Cela veut dire qu’à partir du 27 février prochain, vous ne reconnaitrez plus Assimi Goïta comme président de la Transition ?
Exactement ! Nous ne le reconnaitrons plus comme président ainsi que le gouvernement de Choguel Kokalla Maïga et le Conseil national de la transition (CNT). Et à cet effet, nous organiserons une marche nationale le 27 février à Bamako et dans certaines régions. Nous ferons appel à la Minusma et à nos autres partenaires pour la sécurisation de la marche et nous nous assurerons de la mise en place de dispositions anti-Covid.
Qu’est-ce que vous préconisez pour la bonne marche de la Transition ?
La démission pure et simple du colonel Assimi et du gouvernement de Choguel, la dissolution du CNT et la mise en place d’une Transition civile qui organisera des élections crédibles, libres et transparentes sur toute l’étendue du territoire malien, dans un délai maximum de 6 mois.
Comment avez-vous apprécié la sortie récente du ministre des Affaires étrangères de la France sur les autorités maliennes ?
Je trouve regrettable cette escalade verbale depuis que la France a décidé du repositionnement de la force Barkhane, qui a été perçu et commenté par le Premier ministre Choguel Maïga comme un abandon en plein vol. Depuis, nous assistons à des échanges acrimonieux qui vont crescendo entre les deux parties. C’est pourquoi, j’invite les deux parties à la retenue ; à mettre au-devant l’intérêt de la population malienne qui souffrira davantage de l’isolement diplomatique et des sanctions diplomatiques.
L’ambassadeur de la France au Mali vient d’être expulsé par Bamako. Quel commentaire faites-vous de cette brouille diplomatique avec Paris ?
Il s’agit d’un fâcheux incident diplomatique qui découle de l’expulsion du contingent danois de la force Takuba par la junte à Bamako.
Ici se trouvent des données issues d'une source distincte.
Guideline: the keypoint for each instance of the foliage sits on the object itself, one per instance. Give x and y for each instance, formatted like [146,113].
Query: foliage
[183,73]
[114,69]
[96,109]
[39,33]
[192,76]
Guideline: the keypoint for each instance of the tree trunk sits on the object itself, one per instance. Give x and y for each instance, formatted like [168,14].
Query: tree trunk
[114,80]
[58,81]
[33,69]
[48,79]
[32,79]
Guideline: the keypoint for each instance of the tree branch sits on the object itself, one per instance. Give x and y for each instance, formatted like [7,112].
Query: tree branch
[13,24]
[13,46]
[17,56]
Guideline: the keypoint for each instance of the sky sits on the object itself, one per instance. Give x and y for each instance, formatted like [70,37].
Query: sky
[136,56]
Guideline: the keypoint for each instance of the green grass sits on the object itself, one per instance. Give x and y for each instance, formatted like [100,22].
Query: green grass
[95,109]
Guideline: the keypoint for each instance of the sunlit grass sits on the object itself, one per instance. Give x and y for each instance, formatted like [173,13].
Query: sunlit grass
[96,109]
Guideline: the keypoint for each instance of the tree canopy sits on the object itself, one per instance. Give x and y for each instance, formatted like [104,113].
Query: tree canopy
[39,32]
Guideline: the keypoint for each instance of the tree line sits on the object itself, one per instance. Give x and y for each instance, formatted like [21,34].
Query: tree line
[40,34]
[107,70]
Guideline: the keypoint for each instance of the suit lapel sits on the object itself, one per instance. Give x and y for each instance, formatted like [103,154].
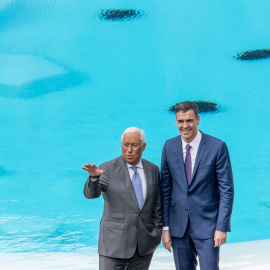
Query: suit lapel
[179,154]
[124,174]
[199,156]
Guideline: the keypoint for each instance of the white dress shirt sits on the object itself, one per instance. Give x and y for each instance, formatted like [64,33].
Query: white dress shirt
[141,173]
[193,152]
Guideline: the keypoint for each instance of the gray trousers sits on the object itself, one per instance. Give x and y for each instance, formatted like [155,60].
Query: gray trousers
[136,262]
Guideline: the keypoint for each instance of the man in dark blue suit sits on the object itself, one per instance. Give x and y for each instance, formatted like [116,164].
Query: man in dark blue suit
[197,193]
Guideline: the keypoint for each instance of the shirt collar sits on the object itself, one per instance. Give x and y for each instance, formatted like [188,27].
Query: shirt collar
[139,165]
[195,143]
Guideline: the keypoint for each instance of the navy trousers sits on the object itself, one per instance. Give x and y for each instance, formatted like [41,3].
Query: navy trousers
[187,248]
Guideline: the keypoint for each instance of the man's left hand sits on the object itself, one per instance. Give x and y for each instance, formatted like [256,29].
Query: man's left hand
[220,238]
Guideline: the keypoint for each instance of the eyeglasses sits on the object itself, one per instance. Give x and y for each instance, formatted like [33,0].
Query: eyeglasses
[132,145]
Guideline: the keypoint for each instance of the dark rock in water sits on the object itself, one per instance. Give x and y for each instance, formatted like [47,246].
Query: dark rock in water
[120,14]
[254,55]
[204,106]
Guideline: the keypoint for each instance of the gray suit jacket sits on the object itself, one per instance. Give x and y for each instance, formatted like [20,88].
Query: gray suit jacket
[123,225]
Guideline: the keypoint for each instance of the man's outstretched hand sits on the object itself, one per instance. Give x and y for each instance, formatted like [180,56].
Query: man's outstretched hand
[166,240]
[220,238]
[92,170]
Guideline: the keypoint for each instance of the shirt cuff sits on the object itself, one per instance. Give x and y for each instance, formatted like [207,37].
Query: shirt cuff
[93,180]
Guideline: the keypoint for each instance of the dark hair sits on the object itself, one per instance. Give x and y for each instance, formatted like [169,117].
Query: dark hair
[186,106]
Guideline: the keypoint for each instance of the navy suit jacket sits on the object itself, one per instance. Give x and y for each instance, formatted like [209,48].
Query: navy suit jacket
[208,200]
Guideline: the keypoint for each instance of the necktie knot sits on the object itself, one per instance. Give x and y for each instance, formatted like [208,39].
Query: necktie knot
[188,164]
[188,147]
[134,168]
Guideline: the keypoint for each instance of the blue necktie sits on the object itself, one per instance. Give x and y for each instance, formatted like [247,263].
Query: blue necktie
[188,164]
[137,186]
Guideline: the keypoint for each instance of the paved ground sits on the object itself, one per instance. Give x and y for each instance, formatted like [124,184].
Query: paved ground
[240,256]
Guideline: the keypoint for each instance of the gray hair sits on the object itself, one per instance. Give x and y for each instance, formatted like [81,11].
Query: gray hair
[134,130]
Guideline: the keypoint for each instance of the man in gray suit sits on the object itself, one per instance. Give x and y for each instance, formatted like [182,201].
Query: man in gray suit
[131,225]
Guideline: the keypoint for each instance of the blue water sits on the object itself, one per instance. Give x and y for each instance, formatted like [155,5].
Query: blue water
[70,83]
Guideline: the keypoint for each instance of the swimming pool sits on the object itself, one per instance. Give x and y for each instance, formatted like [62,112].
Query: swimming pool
[71,81]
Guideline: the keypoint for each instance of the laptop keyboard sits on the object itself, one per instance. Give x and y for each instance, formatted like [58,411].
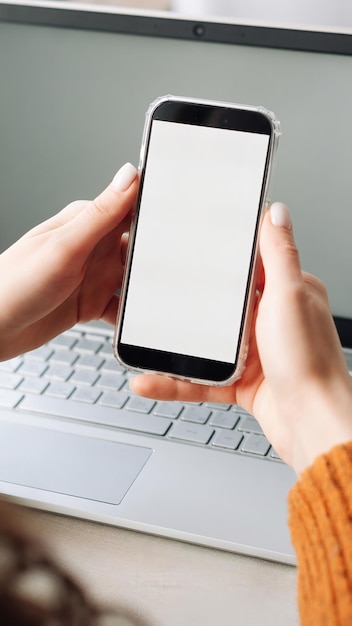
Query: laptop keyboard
[75,376]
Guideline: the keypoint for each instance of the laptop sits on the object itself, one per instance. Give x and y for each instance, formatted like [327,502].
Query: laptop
[76,81]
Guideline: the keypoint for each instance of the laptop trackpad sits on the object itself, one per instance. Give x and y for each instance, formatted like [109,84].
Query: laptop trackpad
[74,465]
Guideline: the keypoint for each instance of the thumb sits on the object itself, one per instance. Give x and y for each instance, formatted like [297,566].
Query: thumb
[103,214]
[277,247]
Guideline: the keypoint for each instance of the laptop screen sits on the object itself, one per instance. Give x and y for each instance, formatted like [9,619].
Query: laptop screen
[76,82]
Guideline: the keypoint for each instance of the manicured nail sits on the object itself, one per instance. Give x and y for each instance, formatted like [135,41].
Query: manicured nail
[124,177]
[279,215]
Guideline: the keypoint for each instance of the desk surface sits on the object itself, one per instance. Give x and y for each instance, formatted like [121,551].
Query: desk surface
[169,582]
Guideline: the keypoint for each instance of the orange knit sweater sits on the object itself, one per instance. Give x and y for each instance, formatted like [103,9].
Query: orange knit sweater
[320,520]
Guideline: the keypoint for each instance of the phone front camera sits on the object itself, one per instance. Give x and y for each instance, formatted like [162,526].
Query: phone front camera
[199,30]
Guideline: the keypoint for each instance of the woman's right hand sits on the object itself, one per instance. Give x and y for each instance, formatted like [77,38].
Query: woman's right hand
[296,381]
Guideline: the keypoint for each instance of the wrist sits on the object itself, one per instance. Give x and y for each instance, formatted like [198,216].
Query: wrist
[323,424]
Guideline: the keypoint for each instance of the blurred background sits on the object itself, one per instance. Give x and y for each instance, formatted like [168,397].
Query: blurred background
[335,13]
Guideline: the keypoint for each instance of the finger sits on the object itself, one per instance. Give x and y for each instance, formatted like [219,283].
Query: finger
[165,388]
[102,215]
[277,247]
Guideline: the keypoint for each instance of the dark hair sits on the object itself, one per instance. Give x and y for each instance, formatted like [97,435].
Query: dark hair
[36,591]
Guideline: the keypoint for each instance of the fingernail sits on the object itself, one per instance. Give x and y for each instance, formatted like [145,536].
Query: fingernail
[279,215]
[124,177]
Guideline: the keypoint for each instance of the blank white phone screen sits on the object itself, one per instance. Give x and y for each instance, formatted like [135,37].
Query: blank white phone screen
[194,240]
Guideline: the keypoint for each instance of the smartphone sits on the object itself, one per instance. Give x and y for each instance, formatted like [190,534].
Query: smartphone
[190,276]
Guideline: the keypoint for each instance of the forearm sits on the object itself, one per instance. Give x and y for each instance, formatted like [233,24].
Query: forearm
[320,521]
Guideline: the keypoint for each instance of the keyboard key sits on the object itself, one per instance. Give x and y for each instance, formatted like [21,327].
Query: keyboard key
[10,380]
[88,345]
[229,440]
[113,398]
[59,389]
[256,444]
[42,353]
[216,406]
[250,425]
[106,350]
[95,413]
[223,419]
[66,357]
[11,365]
[110,381]
[86,394]
[58,372]
[196,414]
[90,361]
[195,433]
[10,398]
[238,409]
[111,365]
[33,368]
[141,405]
[84,376]
[63,341]
[33,385]
[168,409]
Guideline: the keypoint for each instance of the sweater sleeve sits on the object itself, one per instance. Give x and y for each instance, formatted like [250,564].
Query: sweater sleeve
[320,520]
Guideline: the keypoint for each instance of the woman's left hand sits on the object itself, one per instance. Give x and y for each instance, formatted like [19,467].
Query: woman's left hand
[67,269]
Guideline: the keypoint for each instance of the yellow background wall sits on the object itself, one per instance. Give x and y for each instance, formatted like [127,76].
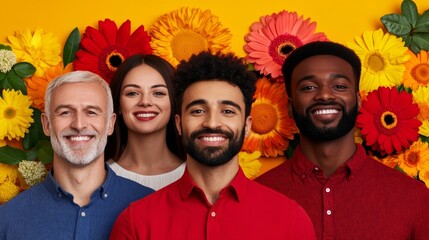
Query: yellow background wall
[340,20]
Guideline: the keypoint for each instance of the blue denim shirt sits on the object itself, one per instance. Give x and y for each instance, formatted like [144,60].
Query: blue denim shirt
[46,211]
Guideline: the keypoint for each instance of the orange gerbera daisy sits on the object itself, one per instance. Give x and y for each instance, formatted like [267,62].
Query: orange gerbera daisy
[272,128]
[36,86]
[417,70]
[388,120]
[102,51]
[415,158]
[272,39]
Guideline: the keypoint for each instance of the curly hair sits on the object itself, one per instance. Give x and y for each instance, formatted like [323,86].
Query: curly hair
[224,67]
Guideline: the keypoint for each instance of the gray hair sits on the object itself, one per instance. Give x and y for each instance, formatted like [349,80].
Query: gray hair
[78,77]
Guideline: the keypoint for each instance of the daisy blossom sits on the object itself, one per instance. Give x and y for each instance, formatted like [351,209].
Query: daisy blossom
[414,159]
[249,163]
[102,51]
[272,39]
[421,97]
[272,127]
[15,114]
[417,70]
[40,49]
[388,120]
[382,56]
[181,33]
[36,86]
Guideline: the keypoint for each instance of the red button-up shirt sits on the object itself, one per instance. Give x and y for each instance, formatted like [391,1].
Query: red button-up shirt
[362,200]
[244,210]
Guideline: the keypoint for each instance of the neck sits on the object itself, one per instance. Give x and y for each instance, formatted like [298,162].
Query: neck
[329,155]
[157,158]
[212,179]
[80,181]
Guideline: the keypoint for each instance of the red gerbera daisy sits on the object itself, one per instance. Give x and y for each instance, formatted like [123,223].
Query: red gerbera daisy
[271,40]
[388,119]
[102,51]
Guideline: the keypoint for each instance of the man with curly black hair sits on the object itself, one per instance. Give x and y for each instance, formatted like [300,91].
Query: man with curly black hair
[214,199]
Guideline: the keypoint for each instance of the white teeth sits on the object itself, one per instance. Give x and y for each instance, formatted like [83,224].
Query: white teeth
[145,115]
[80,138]
[213,139]
[326,111]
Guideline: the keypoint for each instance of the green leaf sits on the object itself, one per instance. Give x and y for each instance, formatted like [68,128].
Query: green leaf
[396,24]
[409,11]
[45,153]
[24,69]
[31,155]
[422,24]
[10,155]
[422,40]
[71,46]
[13,81]
[35,132]
[5,47]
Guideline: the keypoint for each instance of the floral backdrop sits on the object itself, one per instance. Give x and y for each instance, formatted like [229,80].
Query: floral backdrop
[393,122]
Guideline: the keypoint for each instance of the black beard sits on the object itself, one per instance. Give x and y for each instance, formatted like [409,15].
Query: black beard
[307,127]
[213,156]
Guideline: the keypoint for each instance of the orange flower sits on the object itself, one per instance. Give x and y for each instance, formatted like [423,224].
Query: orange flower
[272,128]
[36,86]
[417,70]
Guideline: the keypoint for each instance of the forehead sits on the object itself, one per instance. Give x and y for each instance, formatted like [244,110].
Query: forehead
[143,74]
[323,64]
[74,94]
[213,91]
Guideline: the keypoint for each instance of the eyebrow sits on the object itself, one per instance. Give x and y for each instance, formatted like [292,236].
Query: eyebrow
[204,102]
[137,86]
[69,106]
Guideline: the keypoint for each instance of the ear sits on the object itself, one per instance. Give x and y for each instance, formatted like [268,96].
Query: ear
[178,124]
[112,121]
[248,126]
[359,100]
[45,124]
[289,107]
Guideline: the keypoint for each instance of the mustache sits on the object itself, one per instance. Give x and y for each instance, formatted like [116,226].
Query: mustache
[211,131]
[71,132]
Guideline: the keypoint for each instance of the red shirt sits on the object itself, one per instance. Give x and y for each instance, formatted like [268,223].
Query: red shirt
[244,210]
[362,200]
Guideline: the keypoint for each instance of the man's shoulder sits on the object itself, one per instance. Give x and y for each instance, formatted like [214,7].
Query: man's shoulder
[275,174]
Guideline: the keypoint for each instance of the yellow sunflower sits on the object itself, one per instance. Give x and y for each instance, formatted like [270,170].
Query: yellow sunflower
[249,163]
[272,127]
[8,180]
[421,97]
[417,70]
[181,33]
[415,158]
[36,86]
[40,49]
[15,114]
[382,56]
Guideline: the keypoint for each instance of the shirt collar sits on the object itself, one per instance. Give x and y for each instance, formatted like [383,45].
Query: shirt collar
[237,187]
[59,193]
[304,168]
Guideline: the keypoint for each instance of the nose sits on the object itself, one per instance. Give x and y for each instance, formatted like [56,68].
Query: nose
[212,120]
[79,122]
[324,93]
[146,100]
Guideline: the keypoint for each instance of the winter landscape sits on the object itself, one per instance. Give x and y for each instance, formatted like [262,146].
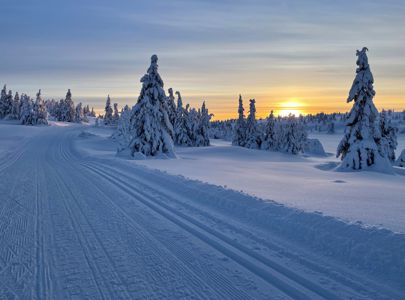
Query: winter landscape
[167,194]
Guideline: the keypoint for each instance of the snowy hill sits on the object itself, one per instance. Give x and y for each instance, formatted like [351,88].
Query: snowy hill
[78,222]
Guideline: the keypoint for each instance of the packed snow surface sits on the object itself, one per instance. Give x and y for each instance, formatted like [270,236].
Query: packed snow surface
[78,222]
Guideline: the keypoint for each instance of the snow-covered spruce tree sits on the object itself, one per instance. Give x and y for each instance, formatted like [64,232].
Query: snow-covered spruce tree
[108,117]
[388,135]
[171,107]
[26,111]
[270,134]
[67,108]
[6,102]
[401,159]
[239,131]
[40,115]
[3,99]
[123,133]
[203,124]
[92,113]
[150,125]
[294,135]
[252,140]
[116,114]
[361,147]
[181,135]
[79,115]
[15,110]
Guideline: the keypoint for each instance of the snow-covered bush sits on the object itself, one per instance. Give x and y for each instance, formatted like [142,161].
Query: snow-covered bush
[361,147]
[314,147]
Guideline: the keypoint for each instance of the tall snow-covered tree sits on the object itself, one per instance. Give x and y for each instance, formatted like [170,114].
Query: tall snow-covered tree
[67,109]
[26,111]
[150,125]
[294,135]
[40,115]
[271,136]
[252,140]
[15,111]
[171,107]
[181,135]
[108,115]
[361,147]
[239,132]
[6,103]
[116,114]
[401,159]
[79,115]
[123,133]
[203,124]
[388,135]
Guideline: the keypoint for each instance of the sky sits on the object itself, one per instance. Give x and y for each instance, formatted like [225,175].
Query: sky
[289,55]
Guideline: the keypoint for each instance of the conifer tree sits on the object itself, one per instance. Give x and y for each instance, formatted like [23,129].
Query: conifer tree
[171,107]
[271,134]
[239,132]
[108,116]
[361,147]
[181,134]
[252,140]
[388,135]
[150,126]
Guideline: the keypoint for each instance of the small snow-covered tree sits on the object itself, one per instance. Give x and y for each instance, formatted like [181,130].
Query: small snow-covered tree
[181,135]
[271,134]
[108,116]
[40,115]
[239,132]
[252,140]
[171,107]
[79,115]
[388,135]
[123,133]
[150,125]
[294,135]
[116,114]
[6,103]
[361,147]
[3,103]
[26,111]
[67,111]
[15,111]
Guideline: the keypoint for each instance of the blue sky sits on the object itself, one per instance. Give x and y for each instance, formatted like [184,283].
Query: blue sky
[275,51]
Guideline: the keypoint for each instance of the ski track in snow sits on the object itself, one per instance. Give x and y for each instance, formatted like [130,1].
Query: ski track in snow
[77,227]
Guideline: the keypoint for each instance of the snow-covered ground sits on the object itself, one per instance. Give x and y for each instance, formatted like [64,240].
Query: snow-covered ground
[77,222]
[308,183]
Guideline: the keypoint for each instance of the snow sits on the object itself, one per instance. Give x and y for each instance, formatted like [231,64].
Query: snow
[78,222]
[308,183]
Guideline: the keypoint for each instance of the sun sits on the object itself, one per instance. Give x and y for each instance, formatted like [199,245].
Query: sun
[293,107]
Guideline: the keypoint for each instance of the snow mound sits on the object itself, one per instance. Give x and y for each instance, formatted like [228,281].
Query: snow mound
[314,147]
[86,134]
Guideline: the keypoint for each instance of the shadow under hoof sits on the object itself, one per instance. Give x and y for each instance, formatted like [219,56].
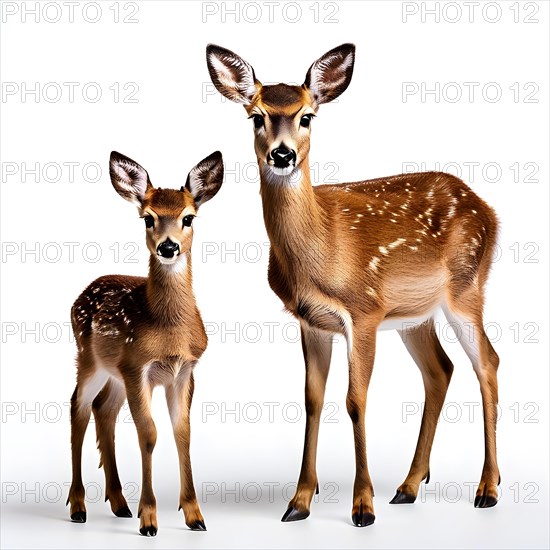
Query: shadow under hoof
[123,512]
[197,526]
[292,514]
[148,530]
[79,517]
[402,498]
[485,501]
Le Danemark était pourtant au Mali dans le cadre d’un accord de défense ; raison pour laquelle l’ambassadeur du Danemark a quitté le Mali en signe de protestation.
Les autorités maliennes ont manqué une nouvelle occasion de montrer leur sens de la retenue et de la responsabilité. Je vous rappelle que la France est intervenue au Mali militairement à la demande expresse des autorités maliennes.
La France et les autres partenaires ont payé le prix du sang donc par respect pour la mémoire des soldats qui sont tombés pour la défense du Mali, je pense que les autorités maliennes auraient dû convoquer l’ambassadeur de France, exiger tout au plus des excuses de la part des autorités françaises et non expulser le diplomate français, d’autant plus que la France et les pays membres de la force Takuba ont consenti d’énormes efforts humains, matériels et financiers aux côtés des Forces armées maliennes pour la défense de notre intégrité territoriale.
Pensez-vous que le divorce est désormais consommé entre Bamako et Paris ?
Non, il s’agit certes d’une crise diplomatique majeure, mais je suis sûr que lorsque le Mali retournera bientôt dans le giron de la démocratie et de l’Etat de droit sous la direction des nouvelles autorités civiles de la Transition que nous mettrons en place le 27 février à zéro heure, il y aura une normalisation diplomatique entre le Mali et tous ses partenaires .
Pensez-vous que le Mali est prêt à organiser les élections maintenant ?
Il faut éviter de faire l’amalgame entre les autorités de la Transition et le Mali qui est un Etat souverain, aux racines démocratiques multiséculaires. Elles disposent d’un délai jusqu’au 27 février 2022 pour organiser les élections. Dans le cas contraire, comme annoncé plus haut, nous mettrons en place un gouvernement civil de Transition qui organisera les élections dans un délai de 6 mois maximum.
Votre candidature à l’élection présidentielle est-elle toujours d’actualité ?
Nous allons restaurer la démocratie et l’Etat de droit le 27 février 2022. Le moment arrivé, vous me reposerez cette question et je vous répondrai. Mais, pour l’heure, l’urgence est de sauver nos acquis démocratiques.